Les pétitionnaires prétendent qu'eux aussi rendraient de grands services, non seulement aux communes, mais à l'Etat en général, et que leur position est aussi digne d'intérêt que celle des secrétaires communaux.

La commission a l'honneur de vous proposer le renvoi au ministre de l'intérieur.

- Ces conclusions sont adoptées.


M. Vander Donckt, rapporteur. - Par pétition datée de Menin le 7 avril 1859, des habitants de Menin demandent la construction d'un canal reliant la Lys à l'Yperlée.

Messieurs, il n'y a pas de demande de concessionnaire, c'est une simple demande que les pétitionnaires font valoir ; ils signalent dans la pétition les avantages considérables qui résulteraient pour les localités que ce canal traverserait. Votre commission conclut au renvoi de cette pétition au ministre des travaux publics.
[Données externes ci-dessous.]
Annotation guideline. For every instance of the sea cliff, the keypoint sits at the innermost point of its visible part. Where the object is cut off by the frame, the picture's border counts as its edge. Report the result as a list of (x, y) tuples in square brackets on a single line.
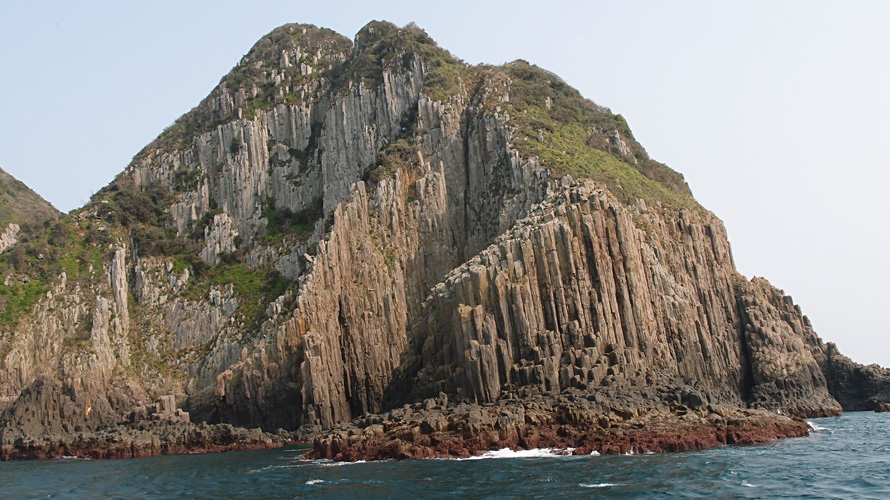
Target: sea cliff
[(345, 228)]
M. H. Dumortier. - La pétition des habitants de Menin dont vous venez d’entendre l'analyse est relative à une question d'une grande importance et qui fait depuis bien longtemps l'objet de nombreuses demandes émanées des chambres de commerce de Mons, de Tournai, de Courtrai, d’Ypres et d'Ostende.

En demandant la construction d'un canal de jonction entre la Lys et le canal d'Ypres les pétitionnaires demandent le complément nécessaire de la grande ligne de navigation en ligne directe entre le bassin houiller de Mons et le bassin de la Sambre et la mer du Nord.

Pour compléter cette ligne continue de navigation traversant toute la partie méridionale du pays de l'est à l'ouest, il fallait la construction de deux canaux, celui de Court rai à Bossuyt et celui de Menin à Ypres.

La construction du premier sera achevée dans un avenir très prochain ; le moment semble donc arrivé pour compléter la grande œuvre dont je parlais tantôt, par le creusement du canal de Menin à Ypres.

La meilleure preuve de l'importance de ce travail, c'est que tous les gouvernements qui se sont succédé en Belgique depuis un siècle s'en sont tous préoccupés.

Les premières études qui ont été faites relativement à la jonction de la Lys à l'Yperlée datent même du temps de Vauban.

Sous l'empire, l'administration française s'est également occupée de cet objet.

De nouvelles études ont été ordonnées par le gouvernement à la fin du royaume des Pays-Bas.

Enfin, sous le gouvernement actuel, des ingénieurs qui ont attaché leurs noms à tant de grands travaux, MM. Noël et Walters ont été chargés de compléter l'instruction de cette importante affaire.

C'est surtout en parcourant les documents que ces savants ingénieurs ont adressés au gouvernement que l'on peut se convaincre de la grande utilité qu'il y aurait pour le pays de compléter cette œuvre nationale.

Permettez-moi, messieurs, de faire une courte citation d'un mémoire de M. l'ingénieur Walters.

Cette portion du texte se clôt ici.